Governments Struggling: 'Fear and Weakness'

By Reuters -  |  Posted 2008-10-06 Print this article Print

Investors from Tokyo to New York sold riskier assets in alarm at the prospect of further tightening of credit and bank lending and a potentially serious global economic recession. Despite concerted efforts to stem the crisis, investors were clearly seeking more concrete steps from authorities, perhaps in the form of coordinated action from next weekend's meeting of the Group of Seven industrial nations.


European banks have been hit hard by the fallout from a crisis that began in the United States when the housing market collapsed and bad mortgage debts multiplied.

The banking upheaval that began on Wall Street has effectively shut down interbank and other loan markets, pushing industrialized countries closer to recession.

"We have a seriously weak and fear-driven market on our hands," said Tom Hougaard, chief market strategist at City Index in London.

The various deposit guarantee moves were putting intense pressure on countries such as Britain, which face the prospect of a drain in deposits from their banks.

Britain's government promised on Monday it would not leave ordinary savers unprotected but said it had no plans to respond immediately to the surprise move by Germany.

German Finance Minister Peer Steinbrueck said Berlin was working on a new plan to protect the entire German bank sector, not just individual institutions that came under stress.

"I am very much aware that at some point individual solutions are no longer enough," Steinbrueck told reporters.

He said officials were discussing a "Plan B" but made clear this would not be a Europe-wide solution that would mirror the $700 billion rescue package agreed in the United States.


In the battered banking industry, France's BNP Paribas scooped up the assets of Fortis in Belgium and Luxembourg for 14.5 billion euros ($19.71 billion) to stem a cash drain on Fortis.

Shares in Belgo-French financial services group Dexia fell as much as 22 percent even though its board said on Sunday the firm was able to deal with deteriorating markets.

Trading in shares of Italy's UniCredit were suspended several times after sharp falls following the bank's abrupt U-turn to boost capital by 6.6 billion euros amid what it called unprecedented market turmoil.
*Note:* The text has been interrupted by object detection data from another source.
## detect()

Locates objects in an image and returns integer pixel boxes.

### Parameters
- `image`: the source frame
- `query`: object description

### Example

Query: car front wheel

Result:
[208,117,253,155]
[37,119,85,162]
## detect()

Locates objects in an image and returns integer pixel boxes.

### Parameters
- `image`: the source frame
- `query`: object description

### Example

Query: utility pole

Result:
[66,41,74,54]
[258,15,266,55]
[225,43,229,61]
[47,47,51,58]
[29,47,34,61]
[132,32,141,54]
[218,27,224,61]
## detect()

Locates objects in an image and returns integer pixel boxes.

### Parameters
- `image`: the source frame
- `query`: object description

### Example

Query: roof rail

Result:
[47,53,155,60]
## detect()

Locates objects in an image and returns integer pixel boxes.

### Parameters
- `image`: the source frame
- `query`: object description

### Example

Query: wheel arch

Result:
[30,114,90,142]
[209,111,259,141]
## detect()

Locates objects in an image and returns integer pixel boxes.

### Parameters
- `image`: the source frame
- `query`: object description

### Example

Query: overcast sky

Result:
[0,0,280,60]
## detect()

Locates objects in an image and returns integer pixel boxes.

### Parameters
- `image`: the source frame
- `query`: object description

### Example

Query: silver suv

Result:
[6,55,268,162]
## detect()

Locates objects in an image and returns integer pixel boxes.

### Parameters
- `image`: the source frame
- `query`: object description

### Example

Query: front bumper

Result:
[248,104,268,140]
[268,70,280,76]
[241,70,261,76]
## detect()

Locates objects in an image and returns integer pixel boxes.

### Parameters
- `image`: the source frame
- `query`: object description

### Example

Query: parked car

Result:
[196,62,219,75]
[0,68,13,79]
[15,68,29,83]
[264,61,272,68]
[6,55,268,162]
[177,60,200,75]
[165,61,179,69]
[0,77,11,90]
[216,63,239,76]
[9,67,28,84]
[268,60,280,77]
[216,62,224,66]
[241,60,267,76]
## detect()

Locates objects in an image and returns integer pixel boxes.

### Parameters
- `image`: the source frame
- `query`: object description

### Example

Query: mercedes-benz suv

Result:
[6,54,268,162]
On a frantic weekend, Germany also clinched a revised rescue deal for lender Hypo Real Estate that will see commercial banks and insurers provide 15 billion euros in liquidity, on top of an initial pledge of 35 billion euros.

For its part, the U.S. Federal Reserve was pushing Citigroup Inc and rival Wells Fargo & Co to compromise over their competing bids for hobbled U.S. bank Wachovia Corp that could result in them carving up its assets.

None of the government moves was reassuring investors on Monday, however.

The Dow Jones industrial average was down around two percent shortly after the open.

The pan-European FTSEurofirst 300 stock index was off 5.1 percent, stocks in Asia-Pacific outside Japan dropped nearly 6.6 percent and Japan's Nikkei average hit a 4-1/2 year low.

In addition, demand for the relative safety of government bonds rose, with short-term euro zone debt yields falling sharply.